333ノテッペンカラトビウツレ

もやもやしたら高いところにのぼればいいのさ、そんな単純な気持ちで登ってみた東京タワーの展望台からは東京の街がぐるっと一面に見渡せて、西の空には夕日がゆっくりと沈みかけていた。せわしなく動く小さな自動車の影、人の影を目で追いかけては、彼らの過ごしてきた日々を想像した。過ぎてゆく電車の中に、車の中に、人の中に、収まりきらないほどの時間や記憶が詰め込まれている。彼らは明日何を思うのだろう、と考えてみるが、想像なんて出来やしないし、きっと僕とは永遠にすれ違い続ける人たちばかりで、少し残念なような、ちょっぴり安心したような気持ちになった。

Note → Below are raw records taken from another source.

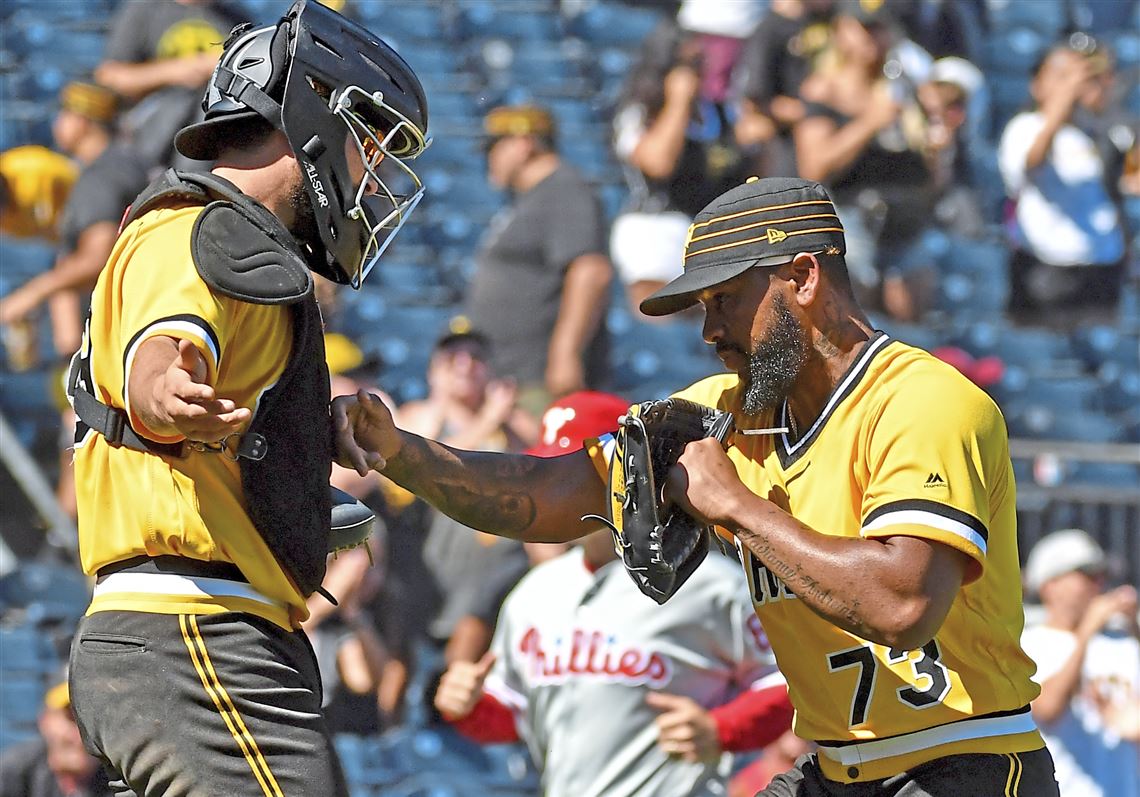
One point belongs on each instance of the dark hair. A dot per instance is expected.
(835, 267)
(659, 53)
(246, 133)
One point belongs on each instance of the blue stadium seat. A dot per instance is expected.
(57, 592)
(21, 698)
(1106, 474)
(482, 18)
(1015, 51)
(1104, 16)
(613, 24)
(401, 21)
(1048, 18)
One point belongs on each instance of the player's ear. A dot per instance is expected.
(804, 271)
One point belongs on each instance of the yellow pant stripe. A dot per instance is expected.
(1014, 779)
(196, 645)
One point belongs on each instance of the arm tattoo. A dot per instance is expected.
(805, 586)
(486, 491)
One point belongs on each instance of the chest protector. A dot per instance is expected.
(242, 251)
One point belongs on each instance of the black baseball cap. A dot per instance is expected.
(763, 222)
(869, 11)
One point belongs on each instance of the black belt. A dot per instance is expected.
(176, 566)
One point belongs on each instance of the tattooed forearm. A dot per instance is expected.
(845, 612)
(497, 502)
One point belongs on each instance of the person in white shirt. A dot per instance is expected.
(1069, 246)
(1088, 655)
(615, 694)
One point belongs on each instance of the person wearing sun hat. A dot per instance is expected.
(1086, 649)
(872, 504)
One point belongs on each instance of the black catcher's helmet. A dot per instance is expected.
(319, 78)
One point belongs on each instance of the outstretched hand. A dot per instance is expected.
(365, 432)
(462, 685)
(181, 401)
(684, 728)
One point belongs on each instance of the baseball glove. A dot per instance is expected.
(350, 523)
(659, 544)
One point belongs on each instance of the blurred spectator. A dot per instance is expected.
(1066, 229)
(540, 287)
(1088, 656)
(159, 56)
(864, 136)
(951, 155)
(942, 27)
(34, 185)
(56, 764)
(466, 406)
(773, 65)
(108, 181)
(1104, 115)
(447, 582)
(675, 138)
(615, 694)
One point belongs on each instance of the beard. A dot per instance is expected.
(304, 219)
(775, 362)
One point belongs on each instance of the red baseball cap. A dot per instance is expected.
(572, 420)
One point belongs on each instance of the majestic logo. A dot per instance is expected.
(591, 655)
(317, 185)
(553, 421)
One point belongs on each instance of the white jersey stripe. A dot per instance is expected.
(931, 519)
(983, 728)
(172, 584)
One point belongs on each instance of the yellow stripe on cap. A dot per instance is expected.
(765, 238)
(764, 224)
(760, 210)
(89, 100)
(519, 120)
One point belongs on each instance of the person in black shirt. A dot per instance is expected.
(773, 64)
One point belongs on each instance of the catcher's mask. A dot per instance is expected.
(323, 80)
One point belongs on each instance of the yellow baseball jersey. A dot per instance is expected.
(135, 503)
(905, 446)
(39, 183)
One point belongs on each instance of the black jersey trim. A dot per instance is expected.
(789, 452)
(934, 507)
(196, 320)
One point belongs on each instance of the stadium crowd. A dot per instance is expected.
(983, 183)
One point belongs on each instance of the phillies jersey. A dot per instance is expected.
(137, 503)
(575, 645)
(905, 445)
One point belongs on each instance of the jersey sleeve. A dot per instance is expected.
(504, 682)
(931, 462)
(164, 295)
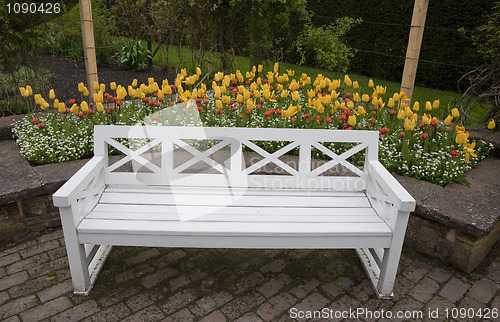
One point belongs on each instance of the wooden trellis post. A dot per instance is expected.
(413, 50)
(88, 44)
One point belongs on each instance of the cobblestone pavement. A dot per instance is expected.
(162, 284)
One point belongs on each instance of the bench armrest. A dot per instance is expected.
(379, 174)
(72, 189)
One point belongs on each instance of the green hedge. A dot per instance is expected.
(382, 38)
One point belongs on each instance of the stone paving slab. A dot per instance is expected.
(474, 210)
(233, 285)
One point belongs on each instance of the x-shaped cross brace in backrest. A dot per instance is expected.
(134, 155)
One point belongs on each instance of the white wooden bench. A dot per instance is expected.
(161, 203)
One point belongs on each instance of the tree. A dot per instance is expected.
(483, 83)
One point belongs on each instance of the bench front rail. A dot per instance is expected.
(157, 195)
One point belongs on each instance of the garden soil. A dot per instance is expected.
(66, 74)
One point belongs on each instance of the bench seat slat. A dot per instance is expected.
(191, 228)
(241, 217)
(146, 198)
(234, 190)
(213, 210)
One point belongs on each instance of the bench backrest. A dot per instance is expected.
(151, 152)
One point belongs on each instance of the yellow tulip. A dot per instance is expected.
(462, 138)
(390, 103)
(84, 106)
(447, 120)
(121, 93)
(381, 90)
(61, 107)
(52, 94)
(44, 105)
(38, 99)
(408, 112)
(24, 92)
(167, 90)
(74, 109)
(409, 125)
(347, 81)
(351, 120)
(401, 114)
(426, 119)
(99, 107)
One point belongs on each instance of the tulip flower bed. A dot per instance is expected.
(412, 142)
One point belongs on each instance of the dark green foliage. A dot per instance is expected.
(382, 38)
(323, 47)
(135, 56)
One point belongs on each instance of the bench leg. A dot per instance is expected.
(382, 265)
(84, 264)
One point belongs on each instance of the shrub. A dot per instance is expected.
(323, 46)
(134, 56)
(412, 141)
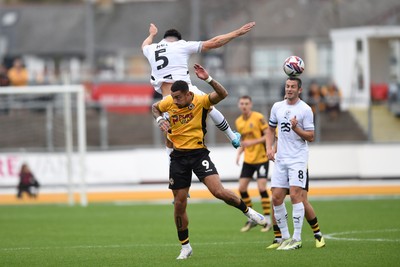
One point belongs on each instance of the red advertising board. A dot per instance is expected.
(123, 97)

六本木の駅に向かう途中で、がんばれるかなあ大丈夫だよね、なんて独り言をつぶやいていたら、突然泣きだしてしまいそうになってしまって、思わず笑った。厳かな大使館だかなんだかの警備員さんに声をかけられたから「こんにちは!さようなら!」と元気な声で返した。そういえば小さな頃からうれしい悲しいに関係なくすぐに泣いてしまう子だったのだけれど、最近はずいぶんと泣かなくなった。一人で映画を見るとすぐ泣くけど。さすがにもう二十代も後半戦なのだから泣いているわけにもいかないのだけれど、たぶん、きっと、辛いことがたくさんありすぎて開き直ったのだとおもう。すこしは大人になれたのかもしれない。まだまだ子供の部分ばかりだけれど。優柔不断なところ、なんとかしなきゃなあ。